RMT union said signallers could be cut from 6,000 to 2,000

Network Rail to cut rail signal workers and signal boxes

Network Rail is planning a modernisation programme which could see the number of signal workers drastically cut.

The Rail Maritime and Transport (RMT) union said the plans, aimed at saving £250m a year, could see the number of signallers cut from 6,000 to 2,000 over the next 30 years.

"There have been discussions this week over future signalling arrangements on the rail network," said RMT general secretary Bob Crow.

"We will not agree to anything that compromises the job security, safety or standards of living of our members.
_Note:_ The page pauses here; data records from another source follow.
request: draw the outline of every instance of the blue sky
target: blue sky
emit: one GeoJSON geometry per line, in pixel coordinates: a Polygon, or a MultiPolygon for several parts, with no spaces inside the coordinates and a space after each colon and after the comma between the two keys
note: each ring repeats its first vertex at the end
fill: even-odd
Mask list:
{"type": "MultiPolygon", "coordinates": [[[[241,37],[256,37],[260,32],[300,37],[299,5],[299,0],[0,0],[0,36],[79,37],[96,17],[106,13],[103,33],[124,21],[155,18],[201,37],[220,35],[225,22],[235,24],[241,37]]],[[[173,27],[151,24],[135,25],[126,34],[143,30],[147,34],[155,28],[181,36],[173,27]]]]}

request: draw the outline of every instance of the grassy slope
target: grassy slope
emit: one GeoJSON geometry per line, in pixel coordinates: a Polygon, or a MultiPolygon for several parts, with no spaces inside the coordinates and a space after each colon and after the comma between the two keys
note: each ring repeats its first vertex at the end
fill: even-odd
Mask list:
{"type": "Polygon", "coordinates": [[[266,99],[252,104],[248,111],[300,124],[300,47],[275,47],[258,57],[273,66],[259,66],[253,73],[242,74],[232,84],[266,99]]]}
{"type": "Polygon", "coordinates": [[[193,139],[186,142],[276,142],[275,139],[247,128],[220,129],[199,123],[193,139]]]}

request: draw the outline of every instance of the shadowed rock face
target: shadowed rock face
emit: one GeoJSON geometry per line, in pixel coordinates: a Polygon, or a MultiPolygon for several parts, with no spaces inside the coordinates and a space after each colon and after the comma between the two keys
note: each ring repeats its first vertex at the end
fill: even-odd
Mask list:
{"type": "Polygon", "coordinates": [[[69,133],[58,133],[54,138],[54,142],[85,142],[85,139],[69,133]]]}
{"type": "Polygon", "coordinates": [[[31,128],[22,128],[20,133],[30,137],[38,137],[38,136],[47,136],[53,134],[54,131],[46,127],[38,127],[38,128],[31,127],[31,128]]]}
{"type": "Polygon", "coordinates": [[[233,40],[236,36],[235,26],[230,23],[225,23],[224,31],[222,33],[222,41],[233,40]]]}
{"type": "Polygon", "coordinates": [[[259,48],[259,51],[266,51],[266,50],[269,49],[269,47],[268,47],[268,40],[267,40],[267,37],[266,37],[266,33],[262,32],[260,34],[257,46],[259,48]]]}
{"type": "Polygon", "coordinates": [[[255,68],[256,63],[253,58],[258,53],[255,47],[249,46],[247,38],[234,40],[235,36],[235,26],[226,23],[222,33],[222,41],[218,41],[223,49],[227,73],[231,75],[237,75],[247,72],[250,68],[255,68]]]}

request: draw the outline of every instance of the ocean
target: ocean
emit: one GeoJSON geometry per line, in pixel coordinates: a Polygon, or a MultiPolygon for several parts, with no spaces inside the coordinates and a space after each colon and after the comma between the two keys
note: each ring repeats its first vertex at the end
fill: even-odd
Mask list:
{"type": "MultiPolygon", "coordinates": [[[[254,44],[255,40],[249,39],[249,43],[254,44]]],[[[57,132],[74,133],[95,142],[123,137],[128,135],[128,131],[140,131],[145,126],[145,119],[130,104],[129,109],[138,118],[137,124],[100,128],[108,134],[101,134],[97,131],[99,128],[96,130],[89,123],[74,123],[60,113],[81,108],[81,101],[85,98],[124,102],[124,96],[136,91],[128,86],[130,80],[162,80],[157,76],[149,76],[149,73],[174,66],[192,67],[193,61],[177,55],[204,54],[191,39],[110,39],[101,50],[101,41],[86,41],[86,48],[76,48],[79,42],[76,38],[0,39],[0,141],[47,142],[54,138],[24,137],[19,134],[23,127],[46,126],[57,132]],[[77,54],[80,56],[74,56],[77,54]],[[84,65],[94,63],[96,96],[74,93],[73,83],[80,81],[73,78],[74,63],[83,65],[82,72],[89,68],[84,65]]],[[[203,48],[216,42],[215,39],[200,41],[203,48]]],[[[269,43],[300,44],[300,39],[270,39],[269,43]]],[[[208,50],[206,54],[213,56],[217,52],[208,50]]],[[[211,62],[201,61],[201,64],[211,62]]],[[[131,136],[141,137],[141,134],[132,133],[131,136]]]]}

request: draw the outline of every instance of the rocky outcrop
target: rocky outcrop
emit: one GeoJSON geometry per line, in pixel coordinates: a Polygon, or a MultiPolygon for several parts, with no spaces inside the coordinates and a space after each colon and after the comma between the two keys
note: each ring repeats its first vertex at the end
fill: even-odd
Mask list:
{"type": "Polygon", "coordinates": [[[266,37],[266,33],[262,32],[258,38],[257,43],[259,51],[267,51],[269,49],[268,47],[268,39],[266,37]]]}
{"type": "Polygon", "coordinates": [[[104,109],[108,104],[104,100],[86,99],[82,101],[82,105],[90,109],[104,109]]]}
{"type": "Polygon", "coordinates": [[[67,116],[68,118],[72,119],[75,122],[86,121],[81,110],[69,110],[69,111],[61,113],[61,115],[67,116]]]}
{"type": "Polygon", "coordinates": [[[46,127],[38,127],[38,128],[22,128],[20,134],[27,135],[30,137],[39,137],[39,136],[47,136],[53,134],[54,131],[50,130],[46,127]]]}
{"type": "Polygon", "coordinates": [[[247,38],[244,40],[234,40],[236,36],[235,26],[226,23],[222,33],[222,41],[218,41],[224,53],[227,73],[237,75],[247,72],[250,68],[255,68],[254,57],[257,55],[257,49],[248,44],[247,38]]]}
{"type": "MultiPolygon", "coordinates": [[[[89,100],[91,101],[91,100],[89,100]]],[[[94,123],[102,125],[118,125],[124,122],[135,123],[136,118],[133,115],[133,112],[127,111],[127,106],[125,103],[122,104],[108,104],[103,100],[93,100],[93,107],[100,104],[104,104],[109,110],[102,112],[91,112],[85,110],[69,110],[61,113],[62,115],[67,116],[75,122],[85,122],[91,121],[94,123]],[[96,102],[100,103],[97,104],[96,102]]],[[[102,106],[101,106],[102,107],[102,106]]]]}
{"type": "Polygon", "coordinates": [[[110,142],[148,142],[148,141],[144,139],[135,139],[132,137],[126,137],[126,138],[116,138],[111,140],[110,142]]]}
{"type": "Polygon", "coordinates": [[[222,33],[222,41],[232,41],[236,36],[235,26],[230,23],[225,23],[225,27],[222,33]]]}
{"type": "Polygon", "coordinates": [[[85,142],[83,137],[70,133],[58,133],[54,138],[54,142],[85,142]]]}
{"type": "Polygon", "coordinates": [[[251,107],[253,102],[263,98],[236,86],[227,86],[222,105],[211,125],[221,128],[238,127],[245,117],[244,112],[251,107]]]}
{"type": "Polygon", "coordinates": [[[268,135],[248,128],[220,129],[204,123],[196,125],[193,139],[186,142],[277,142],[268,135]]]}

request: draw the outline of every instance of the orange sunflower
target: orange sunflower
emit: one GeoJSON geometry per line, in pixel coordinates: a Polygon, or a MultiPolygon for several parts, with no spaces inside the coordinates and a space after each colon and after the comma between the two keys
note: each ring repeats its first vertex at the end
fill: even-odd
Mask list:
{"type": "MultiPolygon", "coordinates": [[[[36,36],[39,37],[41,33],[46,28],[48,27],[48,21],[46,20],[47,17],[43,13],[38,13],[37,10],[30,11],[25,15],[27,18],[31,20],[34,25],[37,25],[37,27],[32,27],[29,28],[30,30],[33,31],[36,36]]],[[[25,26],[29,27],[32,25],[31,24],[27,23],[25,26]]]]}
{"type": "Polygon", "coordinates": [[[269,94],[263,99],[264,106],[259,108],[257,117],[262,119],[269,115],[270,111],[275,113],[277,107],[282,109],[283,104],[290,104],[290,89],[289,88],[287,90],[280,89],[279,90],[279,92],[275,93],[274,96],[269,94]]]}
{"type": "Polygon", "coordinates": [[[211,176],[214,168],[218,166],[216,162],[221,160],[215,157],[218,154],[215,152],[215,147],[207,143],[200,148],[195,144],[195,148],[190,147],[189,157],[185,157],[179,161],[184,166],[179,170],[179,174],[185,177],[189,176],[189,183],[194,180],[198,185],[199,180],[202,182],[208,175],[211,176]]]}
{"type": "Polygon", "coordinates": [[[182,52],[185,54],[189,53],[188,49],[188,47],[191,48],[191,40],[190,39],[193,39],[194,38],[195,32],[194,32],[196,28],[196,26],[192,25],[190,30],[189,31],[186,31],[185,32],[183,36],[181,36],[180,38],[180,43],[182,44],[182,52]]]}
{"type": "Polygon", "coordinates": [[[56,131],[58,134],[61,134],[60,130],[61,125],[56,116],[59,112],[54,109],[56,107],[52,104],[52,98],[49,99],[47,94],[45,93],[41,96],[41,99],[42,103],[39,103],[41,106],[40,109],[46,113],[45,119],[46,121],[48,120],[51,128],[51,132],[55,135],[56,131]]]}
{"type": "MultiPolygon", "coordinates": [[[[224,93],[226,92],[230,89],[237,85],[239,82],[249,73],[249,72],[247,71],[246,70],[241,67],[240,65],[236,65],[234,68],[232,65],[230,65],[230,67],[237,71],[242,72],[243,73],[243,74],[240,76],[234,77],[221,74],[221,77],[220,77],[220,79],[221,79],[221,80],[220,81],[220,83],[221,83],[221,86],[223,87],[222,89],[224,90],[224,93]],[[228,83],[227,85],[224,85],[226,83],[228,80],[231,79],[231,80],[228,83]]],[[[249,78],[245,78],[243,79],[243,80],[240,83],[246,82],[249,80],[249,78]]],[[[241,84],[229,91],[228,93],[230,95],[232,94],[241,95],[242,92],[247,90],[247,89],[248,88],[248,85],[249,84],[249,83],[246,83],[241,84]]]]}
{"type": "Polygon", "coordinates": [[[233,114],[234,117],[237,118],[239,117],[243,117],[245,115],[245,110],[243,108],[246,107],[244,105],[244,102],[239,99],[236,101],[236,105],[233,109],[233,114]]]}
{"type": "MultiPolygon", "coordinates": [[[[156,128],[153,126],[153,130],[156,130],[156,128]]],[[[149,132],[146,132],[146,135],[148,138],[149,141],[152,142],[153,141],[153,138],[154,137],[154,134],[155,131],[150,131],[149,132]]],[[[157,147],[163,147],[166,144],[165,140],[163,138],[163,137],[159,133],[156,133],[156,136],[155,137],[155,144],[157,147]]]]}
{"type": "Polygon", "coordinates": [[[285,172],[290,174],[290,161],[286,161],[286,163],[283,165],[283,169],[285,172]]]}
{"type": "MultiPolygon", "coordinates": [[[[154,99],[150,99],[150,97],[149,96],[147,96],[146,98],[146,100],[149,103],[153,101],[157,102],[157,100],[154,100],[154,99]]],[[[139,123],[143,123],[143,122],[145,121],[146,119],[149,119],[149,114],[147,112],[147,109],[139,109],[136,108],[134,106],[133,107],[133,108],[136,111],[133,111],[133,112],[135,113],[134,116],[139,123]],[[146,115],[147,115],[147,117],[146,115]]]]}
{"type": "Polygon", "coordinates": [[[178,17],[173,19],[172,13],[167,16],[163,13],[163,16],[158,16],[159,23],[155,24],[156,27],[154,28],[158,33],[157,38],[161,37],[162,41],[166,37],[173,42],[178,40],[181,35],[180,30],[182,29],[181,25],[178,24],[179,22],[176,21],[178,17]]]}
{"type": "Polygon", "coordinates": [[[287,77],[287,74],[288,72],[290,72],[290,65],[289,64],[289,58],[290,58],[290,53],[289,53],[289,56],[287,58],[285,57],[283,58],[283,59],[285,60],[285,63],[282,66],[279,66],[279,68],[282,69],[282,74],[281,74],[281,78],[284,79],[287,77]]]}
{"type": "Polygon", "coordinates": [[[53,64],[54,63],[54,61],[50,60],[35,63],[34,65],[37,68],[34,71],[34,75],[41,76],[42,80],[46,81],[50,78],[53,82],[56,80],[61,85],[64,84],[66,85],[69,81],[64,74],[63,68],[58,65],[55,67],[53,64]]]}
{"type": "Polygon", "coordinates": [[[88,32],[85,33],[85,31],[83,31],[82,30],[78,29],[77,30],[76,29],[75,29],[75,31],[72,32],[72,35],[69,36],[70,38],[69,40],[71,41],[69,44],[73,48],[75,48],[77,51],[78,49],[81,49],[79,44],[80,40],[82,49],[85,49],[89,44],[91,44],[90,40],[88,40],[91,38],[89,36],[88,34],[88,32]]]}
"We are not opposed to new technology but we are clear that any changes that may arise should be accommodated through a shorter working week, additional annual leave and the right to retire at 55 on full pension entitlement."

The number of signal boxes has been reduced from 10,000 at the beginning of the 20th century to around 800 today, and Network Rail wants to introduce a new system which could see the number cut to just 14. 

An NR spokesman said: "Network Rail is in the early stages of a proposal that could accelerate its signalling modernisation programme, delivering significant benefits in terms of more punctual services, more flexible services, better passenger information and savings approaching £250 million per year.

"It's a long term strategy, phased over 15 to 30 years, and we have started to discuss its implications with both the trade unions and our people."